Il governo venezuelano ha posto nuovamente sotto i riflettori internazionali la dura questione delle sanzioni statunitensi, questa volta attraverso un rapporto di esperti delle Nazioni Unite. Il ministro degli Esteri Yván Gil ha diffuso tramite i suoi canali ufficiali il documento, definendo il blocco navale imposto da Washington "illecito e unilaterale". Secondo Caracas, queste misure rappresentano una palese aggressione non solo contro il paese sudamericano, ma contro l'intera regione, minacciando diritti fondamentali come la pace, il libero commercio e la navigazione.

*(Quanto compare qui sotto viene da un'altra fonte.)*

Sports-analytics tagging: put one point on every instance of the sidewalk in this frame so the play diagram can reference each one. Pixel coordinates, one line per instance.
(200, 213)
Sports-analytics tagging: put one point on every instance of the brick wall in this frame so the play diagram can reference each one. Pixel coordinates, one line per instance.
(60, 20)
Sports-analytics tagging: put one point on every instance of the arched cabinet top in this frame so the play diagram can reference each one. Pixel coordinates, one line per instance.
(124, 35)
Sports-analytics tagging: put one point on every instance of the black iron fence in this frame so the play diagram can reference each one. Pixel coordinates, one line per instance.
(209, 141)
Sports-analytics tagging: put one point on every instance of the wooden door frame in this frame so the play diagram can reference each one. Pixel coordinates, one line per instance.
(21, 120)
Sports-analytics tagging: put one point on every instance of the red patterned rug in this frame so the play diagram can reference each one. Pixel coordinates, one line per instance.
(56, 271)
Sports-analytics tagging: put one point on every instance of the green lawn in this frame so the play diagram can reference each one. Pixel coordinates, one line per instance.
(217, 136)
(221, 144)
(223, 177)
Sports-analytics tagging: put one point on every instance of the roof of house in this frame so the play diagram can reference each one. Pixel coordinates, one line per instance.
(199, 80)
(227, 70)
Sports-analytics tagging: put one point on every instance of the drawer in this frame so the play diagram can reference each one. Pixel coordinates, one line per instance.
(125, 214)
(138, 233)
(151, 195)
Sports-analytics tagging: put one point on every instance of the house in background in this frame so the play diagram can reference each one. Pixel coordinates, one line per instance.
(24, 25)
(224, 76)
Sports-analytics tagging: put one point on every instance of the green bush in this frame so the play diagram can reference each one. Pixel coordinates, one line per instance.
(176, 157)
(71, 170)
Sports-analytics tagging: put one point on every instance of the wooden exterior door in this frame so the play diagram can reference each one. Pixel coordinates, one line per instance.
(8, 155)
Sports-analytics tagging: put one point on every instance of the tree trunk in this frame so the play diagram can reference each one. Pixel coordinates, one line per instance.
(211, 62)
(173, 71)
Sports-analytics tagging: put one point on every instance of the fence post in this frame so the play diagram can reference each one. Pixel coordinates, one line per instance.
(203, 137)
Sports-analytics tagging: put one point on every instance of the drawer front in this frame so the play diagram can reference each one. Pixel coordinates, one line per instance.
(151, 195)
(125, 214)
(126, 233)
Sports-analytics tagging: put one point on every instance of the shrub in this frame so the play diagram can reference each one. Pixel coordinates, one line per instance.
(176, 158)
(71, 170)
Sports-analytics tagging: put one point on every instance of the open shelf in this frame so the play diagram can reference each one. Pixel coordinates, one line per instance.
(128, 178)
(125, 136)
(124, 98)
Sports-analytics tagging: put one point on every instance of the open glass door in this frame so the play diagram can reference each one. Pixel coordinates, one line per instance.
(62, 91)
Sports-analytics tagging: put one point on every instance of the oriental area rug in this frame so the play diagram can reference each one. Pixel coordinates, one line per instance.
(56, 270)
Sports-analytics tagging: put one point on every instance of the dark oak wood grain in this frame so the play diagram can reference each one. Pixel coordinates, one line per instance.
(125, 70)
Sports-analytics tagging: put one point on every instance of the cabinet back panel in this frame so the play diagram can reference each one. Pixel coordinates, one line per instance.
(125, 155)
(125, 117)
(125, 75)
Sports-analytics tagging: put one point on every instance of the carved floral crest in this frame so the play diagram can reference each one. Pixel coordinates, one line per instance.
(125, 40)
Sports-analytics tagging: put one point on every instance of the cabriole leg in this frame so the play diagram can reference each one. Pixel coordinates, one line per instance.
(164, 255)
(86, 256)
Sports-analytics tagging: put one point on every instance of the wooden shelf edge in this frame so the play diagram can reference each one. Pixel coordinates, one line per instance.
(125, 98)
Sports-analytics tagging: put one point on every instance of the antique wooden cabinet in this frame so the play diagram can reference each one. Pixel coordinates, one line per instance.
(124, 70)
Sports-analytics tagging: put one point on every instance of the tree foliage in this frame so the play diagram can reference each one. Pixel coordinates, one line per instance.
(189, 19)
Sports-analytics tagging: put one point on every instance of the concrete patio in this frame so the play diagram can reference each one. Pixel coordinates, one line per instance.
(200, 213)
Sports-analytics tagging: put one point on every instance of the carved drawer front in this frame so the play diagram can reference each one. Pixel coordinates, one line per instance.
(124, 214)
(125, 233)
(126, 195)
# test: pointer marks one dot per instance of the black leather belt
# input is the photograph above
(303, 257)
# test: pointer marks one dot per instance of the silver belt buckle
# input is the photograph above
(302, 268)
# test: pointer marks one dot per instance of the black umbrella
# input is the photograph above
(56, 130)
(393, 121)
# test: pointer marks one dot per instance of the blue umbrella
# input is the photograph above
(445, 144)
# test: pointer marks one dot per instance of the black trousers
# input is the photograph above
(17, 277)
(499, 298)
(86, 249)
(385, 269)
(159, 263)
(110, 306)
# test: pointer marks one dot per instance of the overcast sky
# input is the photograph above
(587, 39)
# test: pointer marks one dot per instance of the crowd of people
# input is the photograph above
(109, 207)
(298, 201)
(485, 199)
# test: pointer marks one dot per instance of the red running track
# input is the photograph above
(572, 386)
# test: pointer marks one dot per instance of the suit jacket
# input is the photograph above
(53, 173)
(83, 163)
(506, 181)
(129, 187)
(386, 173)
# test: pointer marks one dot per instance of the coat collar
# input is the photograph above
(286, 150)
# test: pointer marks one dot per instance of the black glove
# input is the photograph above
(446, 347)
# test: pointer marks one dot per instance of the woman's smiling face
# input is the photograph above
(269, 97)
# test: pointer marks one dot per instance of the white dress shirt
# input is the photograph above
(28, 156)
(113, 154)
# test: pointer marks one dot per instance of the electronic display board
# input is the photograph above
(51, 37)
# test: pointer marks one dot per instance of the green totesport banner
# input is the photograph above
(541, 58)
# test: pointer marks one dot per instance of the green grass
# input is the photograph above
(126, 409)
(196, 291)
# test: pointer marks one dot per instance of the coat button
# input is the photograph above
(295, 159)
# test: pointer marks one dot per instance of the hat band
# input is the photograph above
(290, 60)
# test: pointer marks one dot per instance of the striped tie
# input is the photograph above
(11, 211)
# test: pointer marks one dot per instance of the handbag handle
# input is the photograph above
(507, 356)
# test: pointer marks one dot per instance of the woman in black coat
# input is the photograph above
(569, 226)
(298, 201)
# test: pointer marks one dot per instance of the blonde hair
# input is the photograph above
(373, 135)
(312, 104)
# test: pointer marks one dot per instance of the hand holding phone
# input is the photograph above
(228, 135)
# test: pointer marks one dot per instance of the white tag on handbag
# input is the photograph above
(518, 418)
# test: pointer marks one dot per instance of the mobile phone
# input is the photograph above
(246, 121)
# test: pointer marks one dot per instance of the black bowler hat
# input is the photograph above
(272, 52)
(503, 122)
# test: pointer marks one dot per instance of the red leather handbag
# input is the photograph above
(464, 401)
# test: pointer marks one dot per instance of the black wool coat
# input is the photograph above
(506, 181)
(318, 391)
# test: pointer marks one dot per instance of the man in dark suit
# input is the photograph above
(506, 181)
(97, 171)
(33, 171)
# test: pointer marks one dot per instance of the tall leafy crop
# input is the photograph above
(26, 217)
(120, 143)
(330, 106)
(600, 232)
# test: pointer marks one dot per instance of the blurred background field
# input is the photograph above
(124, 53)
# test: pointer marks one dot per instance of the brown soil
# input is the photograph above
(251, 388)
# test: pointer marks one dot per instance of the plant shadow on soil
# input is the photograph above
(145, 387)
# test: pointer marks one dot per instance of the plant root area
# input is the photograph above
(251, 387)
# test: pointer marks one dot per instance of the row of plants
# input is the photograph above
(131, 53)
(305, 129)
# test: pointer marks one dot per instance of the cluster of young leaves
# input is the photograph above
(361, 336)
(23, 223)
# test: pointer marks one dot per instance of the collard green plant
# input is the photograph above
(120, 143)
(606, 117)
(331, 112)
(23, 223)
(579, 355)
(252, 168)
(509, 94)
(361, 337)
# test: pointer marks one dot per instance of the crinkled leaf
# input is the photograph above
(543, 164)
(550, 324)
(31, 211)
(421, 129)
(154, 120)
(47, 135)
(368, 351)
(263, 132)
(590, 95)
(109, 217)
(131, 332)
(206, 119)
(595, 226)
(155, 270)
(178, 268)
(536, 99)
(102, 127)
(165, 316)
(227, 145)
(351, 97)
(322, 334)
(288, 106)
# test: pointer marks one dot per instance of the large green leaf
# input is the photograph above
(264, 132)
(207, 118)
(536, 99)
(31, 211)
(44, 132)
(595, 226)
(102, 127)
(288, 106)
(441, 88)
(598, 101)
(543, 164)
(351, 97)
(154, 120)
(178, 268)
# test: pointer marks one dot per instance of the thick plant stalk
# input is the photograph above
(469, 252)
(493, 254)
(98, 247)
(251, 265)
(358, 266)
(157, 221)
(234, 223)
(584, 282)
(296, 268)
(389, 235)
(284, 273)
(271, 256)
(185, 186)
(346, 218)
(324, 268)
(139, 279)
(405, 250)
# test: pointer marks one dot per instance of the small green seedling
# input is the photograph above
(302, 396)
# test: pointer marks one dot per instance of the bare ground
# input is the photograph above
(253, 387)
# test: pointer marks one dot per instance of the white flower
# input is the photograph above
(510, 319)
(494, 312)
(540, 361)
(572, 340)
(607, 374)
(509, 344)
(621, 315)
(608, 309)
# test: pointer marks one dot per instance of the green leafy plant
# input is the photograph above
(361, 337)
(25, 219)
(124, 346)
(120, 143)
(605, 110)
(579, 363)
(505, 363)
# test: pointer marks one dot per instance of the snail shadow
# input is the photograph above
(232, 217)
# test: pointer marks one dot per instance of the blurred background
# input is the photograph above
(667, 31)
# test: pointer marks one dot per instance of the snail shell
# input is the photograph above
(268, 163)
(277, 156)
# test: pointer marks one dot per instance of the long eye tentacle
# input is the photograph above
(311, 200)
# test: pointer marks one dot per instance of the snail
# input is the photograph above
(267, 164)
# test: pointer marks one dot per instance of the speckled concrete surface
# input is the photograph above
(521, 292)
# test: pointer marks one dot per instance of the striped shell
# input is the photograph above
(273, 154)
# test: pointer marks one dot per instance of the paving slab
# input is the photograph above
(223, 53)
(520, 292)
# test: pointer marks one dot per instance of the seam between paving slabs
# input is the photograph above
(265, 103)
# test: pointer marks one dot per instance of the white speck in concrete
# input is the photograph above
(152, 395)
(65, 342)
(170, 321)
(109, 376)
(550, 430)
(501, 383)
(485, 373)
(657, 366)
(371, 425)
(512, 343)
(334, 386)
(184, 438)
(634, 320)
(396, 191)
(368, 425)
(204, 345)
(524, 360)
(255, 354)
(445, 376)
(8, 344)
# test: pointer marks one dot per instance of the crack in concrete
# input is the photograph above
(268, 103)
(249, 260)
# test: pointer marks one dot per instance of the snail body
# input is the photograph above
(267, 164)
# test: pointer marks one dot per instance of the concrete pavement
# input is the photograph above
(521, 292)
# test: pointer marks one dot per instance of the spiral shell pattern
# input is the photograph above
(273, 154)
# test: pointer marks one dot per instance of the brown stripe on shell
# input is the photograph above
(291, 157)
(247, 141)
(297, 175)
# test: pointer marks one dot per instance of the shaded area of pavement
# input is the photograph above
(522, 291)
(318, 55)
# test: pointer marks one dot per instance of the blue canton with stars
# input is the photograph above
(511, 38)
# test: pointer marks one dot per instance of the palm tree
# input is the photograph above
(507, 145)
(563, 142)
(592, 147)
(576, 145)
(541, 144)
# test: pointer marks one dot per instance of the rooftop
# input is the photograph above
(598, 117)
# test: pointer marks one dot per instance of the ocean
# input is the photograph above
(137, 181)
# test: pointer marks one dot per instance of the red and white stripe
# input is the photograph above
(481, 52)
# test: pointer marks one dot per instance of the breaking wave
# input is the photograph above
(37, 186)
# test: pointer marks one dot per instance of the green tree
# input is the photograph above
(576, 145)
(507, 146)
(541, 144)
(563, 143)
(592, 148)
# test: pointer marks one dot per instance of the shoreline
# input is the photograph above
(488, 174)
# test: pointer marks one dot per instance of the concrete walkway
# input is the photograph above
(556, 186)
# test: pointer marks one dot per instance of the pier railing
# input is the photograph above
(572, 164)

Gli esperti delle Nazioni Unite, i cui pareri sono stati fatti propri dal governo venezuelano, sollevano un'accusa gravissima. Questi sostengono che non esista alcun diritto a imporre sanzioni unilaterali attraverso un blocco, arrivando a qualificare tale azione come un vero e proprio "attacco armato". Questa definizione, che richiama l'articolo 51 della Carta ONU, apre a scenari giuridici di notevole peso, poiché quel articolo sancisce il diritto all'autodifesa in caso di aggressione.
Il rapporto degli specialisti internazionali avanza preoccupazioni precise, sottolineando come le sanzioni possano configurarsi come illegali, sproporzionate e punitive secondo il diritto internazionale. La condanna si estende oltre l'aspetto economico, toccando un nervo scoperto: il diritto alla vita. Gli esperti, infatti, collegano le misure coercitive alle esecuzioni extragiudiziali, denunciando come queste ultime costituiscano una violazione arbitraria e inumana di un diritto inviolabile.
Il Ministero degli Esteri venezuelano, nel ribadire il suo totale ripudio, ha espresso apprezzamento per l'appello contenuto nel comunicato ONU a un'azione collettiva degli Stati membri. L'obiettivo dichiarato è la protezione e la salvaguardia del diritto internazionale, che si trova sotto un pesante attacco portato dalle tracotanti politiche unilaterali di Washington. Questa presa di posizione rafforza la campagna diplomatica del governo bolivariano, che è impegnato nel costruire un fronte di consenso contro le pressioni statunitensi, inquadrando la contesa non come una questione bilaterale, ma come una minaccia all'ordine multilaterale e ai principi della Carta delle Nazioni Unite.